Together with our colleagues from the Surrey Morphology Group, we participate in the recently created Ontology Wiki ('ontowiki') whose aim is to map out a General Ontology for Linguistic Description (GOLD). The ontology is intended to capture the knowledge of a well-trained linguist, and can thus be viewed as an attempt to codify the general knowledge of the field. It is intended to give a formalised account of the most basic categories and relations used in the scientific description of human language, and thus facilitate automated reasoning over linguistic data and establish the basic concepts through which intelligent search can be carried out.
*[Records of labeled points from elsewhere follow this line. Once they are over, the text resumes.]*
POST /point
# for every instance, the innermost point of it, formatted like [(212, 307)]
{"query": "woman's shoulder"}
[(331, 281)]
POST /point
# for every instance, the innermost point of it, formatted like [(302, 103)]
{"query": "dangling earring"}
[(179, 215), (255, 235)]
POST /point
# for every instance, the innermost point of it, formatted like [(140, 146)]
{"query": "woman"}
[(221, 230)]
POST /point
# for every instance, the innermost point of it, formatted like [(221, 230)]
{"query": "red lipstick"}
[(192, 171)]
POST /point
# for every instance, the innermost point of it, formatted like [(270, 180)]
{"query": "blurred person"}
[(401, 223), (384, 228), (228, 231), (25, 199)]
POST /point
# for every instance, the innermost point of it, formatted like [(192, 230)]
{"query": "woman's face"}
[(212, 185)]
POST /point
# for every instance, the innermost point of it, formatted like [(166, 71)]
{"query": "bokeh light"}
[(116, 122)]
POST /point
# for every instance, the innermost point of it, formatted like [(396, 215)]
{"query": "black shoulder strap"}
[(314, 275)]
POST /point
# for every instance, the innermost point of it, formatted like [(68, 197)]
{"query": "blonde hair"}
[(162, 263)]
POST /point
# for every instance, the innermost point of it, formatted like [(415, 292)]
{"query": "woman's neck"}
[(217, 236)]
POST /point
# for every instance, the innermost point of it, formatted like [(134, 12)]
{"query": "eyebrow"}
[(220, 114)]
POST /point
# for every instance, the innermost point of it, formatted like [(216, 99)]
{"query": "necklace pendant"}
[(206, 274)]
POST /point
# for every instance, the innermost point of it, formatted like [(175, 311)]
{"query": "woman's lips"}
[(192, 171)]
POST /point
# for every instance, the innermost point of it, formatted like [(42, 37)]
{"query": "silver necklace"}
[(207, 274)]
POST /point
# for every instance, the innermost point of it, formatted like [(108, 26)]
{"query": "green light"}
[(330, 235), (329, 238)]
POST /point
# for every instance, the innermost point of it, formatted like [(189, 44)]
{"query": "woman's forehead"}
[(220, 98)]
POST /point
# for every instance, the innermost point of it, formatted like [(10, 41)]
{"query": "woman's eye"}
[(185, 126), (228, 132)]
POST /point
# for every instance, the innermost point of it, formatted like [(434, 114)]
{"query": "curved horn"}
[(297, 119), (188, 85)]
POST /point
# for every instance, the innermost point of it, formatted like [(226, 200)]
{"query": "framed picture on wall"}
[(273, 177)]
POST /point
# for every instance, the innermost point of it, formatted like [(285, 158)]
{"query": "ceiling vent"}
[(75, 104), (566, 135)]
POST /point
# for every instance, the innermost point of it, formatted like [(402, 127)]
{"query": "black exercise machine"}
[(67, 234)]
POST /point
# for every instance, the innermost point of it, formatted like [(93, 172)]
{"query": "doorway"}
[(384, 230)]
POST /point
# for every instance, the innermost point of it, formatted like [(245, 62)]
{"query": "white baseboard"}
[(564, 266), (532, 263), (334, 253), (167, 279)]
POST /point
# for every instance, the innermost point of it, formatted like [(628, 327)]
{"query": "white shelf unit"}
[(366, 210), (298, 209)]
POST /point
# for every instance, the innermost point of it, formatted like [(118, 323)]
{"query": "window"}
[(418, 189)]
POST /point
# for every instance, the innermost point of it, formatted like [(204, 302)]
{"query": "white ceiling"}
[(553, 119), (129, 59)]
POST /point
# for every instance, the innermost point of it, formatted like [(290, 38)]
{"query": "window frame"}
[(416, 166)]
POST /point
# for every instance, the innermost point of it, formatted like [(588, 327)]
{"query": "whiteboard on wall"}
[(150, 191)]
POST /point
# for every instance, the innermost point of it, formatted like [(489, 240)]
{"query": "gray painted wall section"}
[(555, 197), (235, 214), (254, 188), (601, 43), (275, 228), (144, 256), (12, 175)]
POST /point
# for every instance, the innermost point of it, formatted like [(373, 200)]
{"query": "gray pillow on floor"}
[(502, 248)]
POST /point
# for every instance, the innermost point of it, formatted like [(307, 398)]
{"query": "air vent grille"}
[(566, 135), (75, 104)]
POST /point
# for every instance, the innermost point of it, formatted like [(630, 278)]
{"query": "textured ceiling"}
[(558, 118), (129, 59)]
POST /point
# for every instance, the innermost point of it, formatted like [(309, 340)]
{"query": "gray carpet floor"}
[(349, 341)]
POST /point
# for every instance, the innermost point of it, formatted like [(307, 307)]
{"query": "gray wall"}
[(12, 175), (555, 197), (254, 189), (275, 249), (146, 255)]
An example of an implementation of an ontology driven search is ODIN (The Online Database of Interlinear Text), based on an earlier version of the ontology.
We have been in contact with the ISO Technical Committee 37 (TC 37), Sub-Committee 4 (SC 4), regarding their current work on the standard for morphosyntactic annotation ISO 24613. TC 37 concern themselves with terminology and other language and content resources, with SC 4 dealing more specifically with language resource management. One of the standards they are working on currently (ISO 24613), which is to be published in 2008, concerns an abstract metamodel, called the Lexical Markup Framework (LMF), that will provide a common, standardised framework for the construction of computational lexicons. We have provided detailed comments on a few working drafts of ISO 24613 in the hope of making a positive contribution to the standard.